Moni laughed. That was good, except it didn’t sound so happy.

“So why
did
Jack go after Rick?” I asked, partly out of curiosity, but mostly just to change the subject.

Moni shrugged. “I’m not sure. But I do know I was supposed to be ‘grateful’ to Rick because he fought over me.”

The way she used those air quotation marks around the word “grateful” confused me. “Oh.
Grateful?
” I said when I finally plucked the alternate meaning from my mental vocabulary list.

“Yeah,” Moni said, “really grateful.”

“And…” I looked away. “How grateful were—?” As soon as the words came out, I wished I could stuff them back in.

Moni closed her eyes. “Don’t worry.”

“You sure?” I said.

“Rick Mangers can really be a prick.” Moni opened her eyes. And for the first time, I thought I saw a spark there. “But at least he’s a prick who understands the word no.” A single tear slipped down her cheek.

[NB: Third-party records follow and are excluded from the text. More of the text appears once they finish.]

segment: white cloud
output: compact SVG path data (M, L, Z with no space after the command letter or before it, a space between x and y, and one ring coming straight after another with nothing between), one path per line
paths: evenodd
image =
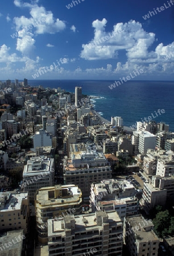
M24 56L29 55L34 50L35 40L34 35L30 32L26 32L24 29L18 31L16 50L19 51Z
M18 30L23 26L32 26L36 28L36 34L45 33L55 34L64 30L66 27L65 22L59 19L55 19L51 11L47 11L43 7L39 7L36 4L22 4L20 1L15 0L14 3L18 7L27 7L30 9L31 18L28 18L24 16L15 17L14 22L16 25L16 29Z
M76 32L76 27L75 27L74 25L73 25L73 26L71 27L70 29L71 29L71 30L72 30L73 32Z
M10 19L10 16L9 16L9 14L7 15L6 19L7 19L7 22L9 22L9 21L11 20L11 19Z
M47 46L47 47L54 47L55 46L53 46L53 44L47 44L46 45L46 46Z

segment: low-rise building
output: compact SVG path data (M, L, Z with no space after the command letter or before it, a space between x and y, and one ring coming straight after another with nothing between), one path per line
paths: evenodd
M159 240L153 231L151 220L142 215L126 217L123 236L130 256L158 256Z
M0 230L23 229L26 234L29 217L28 193L0 193Z
M38 190L35 209L39 242L47 243L47 220L49 218L57 218L61 214L67 215L69 209L73 214L79 214L81 213L81 208L82 193L75 185L56 185Z
M123 240L118 236L122 237L122 224L114 210L71 214L49 222L49 256L80 256L91 251L96 256L122 255Z

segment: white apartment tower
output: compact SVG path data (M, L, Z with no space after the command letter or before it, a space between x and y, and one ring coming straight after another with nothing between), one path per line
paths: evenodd
M139 134L138 150L140 154L146 154L148 148L155 149L156 136L148 131Z
M78 101L81 101L82 98L81 87L76 86L75 88L75 106L78 106Z

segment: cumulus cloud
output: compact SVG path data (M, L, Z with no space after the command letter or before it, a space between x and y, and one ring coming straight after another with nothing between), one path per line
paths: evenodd
M44 7L30 4L27 7L29 7L30 9L31 17L30 18L24 16L15 17L14 22L16 25L16 30L21 29L23 26L27 27L32 25L33 28L36 28L35 34L43 34L45 33L55 34L65 28L65 22L58 18L55 19L52 13L50 11L46 11Z
M73 32L76 32L76 27L75 27L74 25L73 25L73 26L71 27L70 29L71 29L71 30L72 30Z
M47 46L47 47L54 47L55 46L53 46L53 44L47 44L46 45L46 46Z
M7 20L7 22L9 22L9 21L11 20L11 19L10 19L10 16L9 16L9 14L7 15L7 16L6 16L6 20Z
M32 36L34 35L23 29L18 31L16 50L22 52L23 55L28 56L34 50L35 40Z

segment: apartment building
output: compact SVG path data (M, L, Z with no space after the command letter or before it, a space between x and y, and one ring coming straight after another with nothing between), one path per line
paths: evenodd
M123 126L123 119L121 117L111 117L111 123L113 126Z
M90 196L92 210L114 209L123 221L125 216L137 214L136 192L134 187L126 180L106 180L92 184Z
M49 220L49 256L121 256L123 229L115 211Z
M40 129L33 136L33 144L35 152L37 147L52 147L52 135L44 129Z
M7 169L7 164L9 161L9 156L6 152L0 150L0 168L1 171Z
M78 105L78 101L80 102L82 98L82 88L81 87L75 87L75 106L77 107Z
M34 200L38 189L54 185L54 159L43 157L31 158L24 166L23 185L24 191L28 191L30 200Z
M57 218L63 214L70 214L69 209L73 209L74 214L81 213L82 193L75 185L56 185L40 188L35 198L38 240L42 243L48 242L49 218Z
M84 196L89 196L90 184L111 177L110 163L102 152L93 150L92 144L86 144L85 151L72 154L71 159L64 158L64 177L65 184L76 184Z
M147 214L158 205L165 205L167 192L167 189L161 190L151 184L144 183L143 197L140 204Z
M156 134L156 146L159 149L164 150L165 142L167 139L174 138L174 133L161 131Z
M153 223L142 215L125 217L123 236L130 256L158 256L159 240Z
M167 151L171 150L174 151L174 138L172 139L167 139L165 143L165 150Z
M0 203L1 232L23 229L26 234L29 217L28 193L0 193Z
M155 149L156 137L148 131L142 131L139 135L138 150L146 154L148 148Z
M107 139L106 141L103 142L103 152L104 154L114 153L115 154L118 150L118 142L115 141L111 141Z

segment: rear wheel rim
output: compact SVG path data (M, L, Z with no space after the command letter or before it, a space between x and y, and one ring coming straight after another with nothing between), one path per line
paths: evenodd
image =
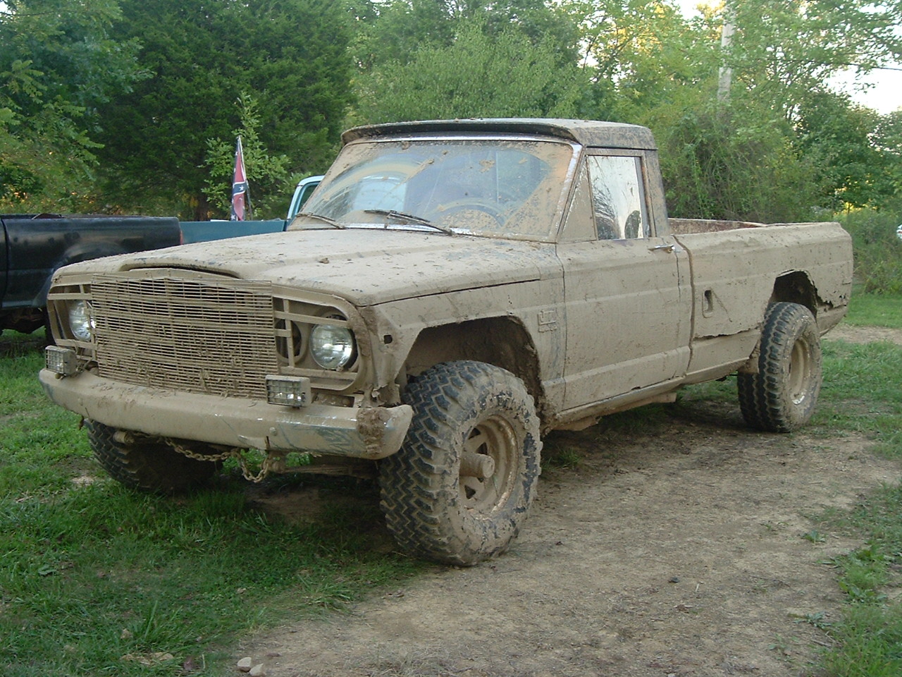
M794 404L802 404L811 392L812 368L809 355L811 350L805 338L793 344L789 356L789 397Z

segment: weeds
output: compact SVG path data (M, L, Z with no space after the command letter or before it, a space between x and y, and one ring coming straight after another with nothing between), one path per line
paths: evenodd
M365 514L299 525L255 510L234 476L176 498L123 488L41 391L41 345L0 337L5 674L228 673L221 647L259 625L344 607L420 566L371 547L374 494Z
M902 294L902 240L896 236L898 214L858 209L842 215L841 221L852 237L855 276L862 291Z

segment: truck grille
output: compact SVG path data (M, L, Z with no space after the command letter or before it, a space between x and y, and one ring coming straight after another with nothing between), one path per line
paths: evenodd
M91 296L102 376L266 398L264 376L278 371L269 283L97 275Z

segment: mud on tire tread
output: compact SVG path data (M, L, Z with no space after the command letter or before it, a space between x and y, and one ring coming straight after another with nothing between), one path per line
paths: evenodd
M157 494L186 491L209 479L219 465L189 459L162 442L120 442L114 437L117 429L96 421L85 421L85 427L100 465L110 477L133 489Z
M823 376L817 323L805 306L771 303L764 315L758 374L737 380L742 417L752 428L791 432L817 403Z
M403 399L414 409L407 438L380 462L382 508L396 542L410 554L459 566L503 552L527 515L539 473L538 418L523 382L492 365L448 362L424 372ZM465 444L499 431L512 443L496 446L508 450L500 451L508 460L485 478L493 483L491 505L468 506Z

I pushed past the folder, past the rose, and gave my best friend a hug. The rest could come later. But right now, she needed something real.

 

 

Sheila canceled cheerleading practice that afternoon. Then I remembered it was Valentine’s Day. Anyone with glossy red hair and perfect nails probably had better things to do. Besides, Moni and I would’ve been the only ones to show up anyway. I’d spotted most of the other girls on the squad—collectively they could have opened their own flower shop with all the roses they’d received.

For the first time since November, I didn’t have much to do once school got out either. Girls’ basketball, the gymnastics team, and the wrestlers all had away meets this week. The boys’ basketball team wouldn’t play until the rematch with Wilson High on Friday. My homework was caught up. I’d even finished my latest Life at Prairie Stone column.

I did have to fix dinner for Shelby, though. Mom and Dad had taken the day off to eat piroshkis and catch a matinee at the Guthrie Theater. Only in Minnesota could oniony Russian hamburgers be considered a romantic meal.

Shelby and I polished off our reheated tuna noodle hotdish and she headed to her room to categorize the valentines she’d received at school that day. I turned on my laptop and opened my IM program. Moni pinged me right away.

QT_Pi:
Watcha doin?

Book_Grrl:
It’s Valentine’s Day, so—nothing. How about you?

QT_Pi:
Starbucks Boy is organizing a special poetry reading at the coffee shop tonight. He and Mom invited me to come along.

Book_Grrl:
That sounds…excruciating.

QT_Pi:
Tell me about it. Wanna come?

 

I wasn’t exactly thrilled about watching Moni’s mom and her boyfriend make goo-goo eyes at each other. The probability of bad love poetry didn’t excite me either. But if it meant spending time with Moni (and it didn’t start until after my parents were due home), then…

Book_Grrl:
Sure.

 

The poems were at least as agonizing as I’d guessed they would be. Who knew so many words rhymed with hearts? Well, if you count K-Marts and Descartes, that is. The goo-goo eyes between Moni’s mom and Starbucks Boy—as well as the other couples there—were at least as painful. But if Valentine’s Day had to suck it sucked a little less sitting beside my best friend. And hey, we finally had the chance to drown our sorrows in white chocolate mochas. We even ordered the extra whip.

 

 

Thursday, the worst possible thing happened. Coach Miller did
not
pull the boys’ basketball team for extra anything, and Jack’s desk did
not
go empty in Independent Reading.

For the past two weeks, the only decent thing about the class had been watching the
Pride and Prejudice
miniseries. One hour each day, the lights were low, the show took my attention, and if I never really forgot Jack was sitting next to me, well, at least I could pretend to. On some days, the miniseries was the only decent thing about school, period.